You can't get a Mercedes-Benz S-Class station wagon today, but in the early 1990s, you could buy a coach-built conversion. This 1990 Mercedes-Benz 560 TEL Estate is the work of German firm Caro International GmbH. It's scheduled to cross the block at an RM Sotheby's auction January 22.

The car started out as a German-market 560 SEL sedan and was delivered new to Caro's Hamburg facility in May 1990, according to the listing. The coachbuilder used the taillights and rear deck from a contemporary W124-generation wagon. The W124 was the predecessor to today's E-Class, and was one step below the W126-model 560 SEL in size, price, and prestige.

However, Caro couldn't use the W124 wagon's rear windows, so the 560 TEL got custom glass. Some fabrication was also required to extend the roof, rearrange the roof pillars, and align the rear quarter panels with the new wagon bodywork.

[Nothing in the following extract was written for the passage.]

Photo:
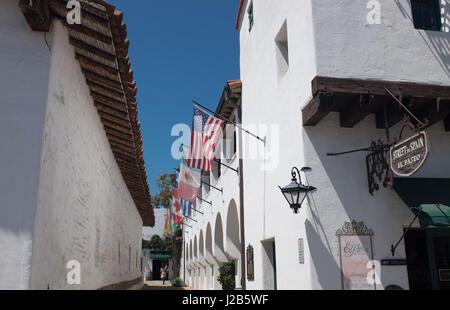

1990 Mercedes-Benz 560 TEL Estate by Caro (Photo by RM Sotheby's)

1990 Mercedes-Benz 560 TEL Estate by Caro (Photo by RM Sotheby's)

The Pearl Black metallic over black leather 560 TEL is powered by a 5.5-liter V-8 producing 300 horsepower, according to the listing. That power is sent to the rear wheels through a 4-speed automatic transmission.

Including the cost of the 560 SEL sedan donor car, the wagon carried a sticker price of 337,000 Deutsche Marks when new. RM Sotheby's expects it to sell for between $30,000 and $40,000, which seems like a relative bargain for an unusual, coach-built car.

Wagon conversions of luxury sedans once filled a specific niche, catering to wealthy buyers who needed a more practical vehicle. Today, that role is filled by luxury SUVs like Mercedes' own GLS-Class. If you really want to stand out, though, this 560 TEL Estate is likely to draw more attention than the newer behemoths—at a fraction of the price.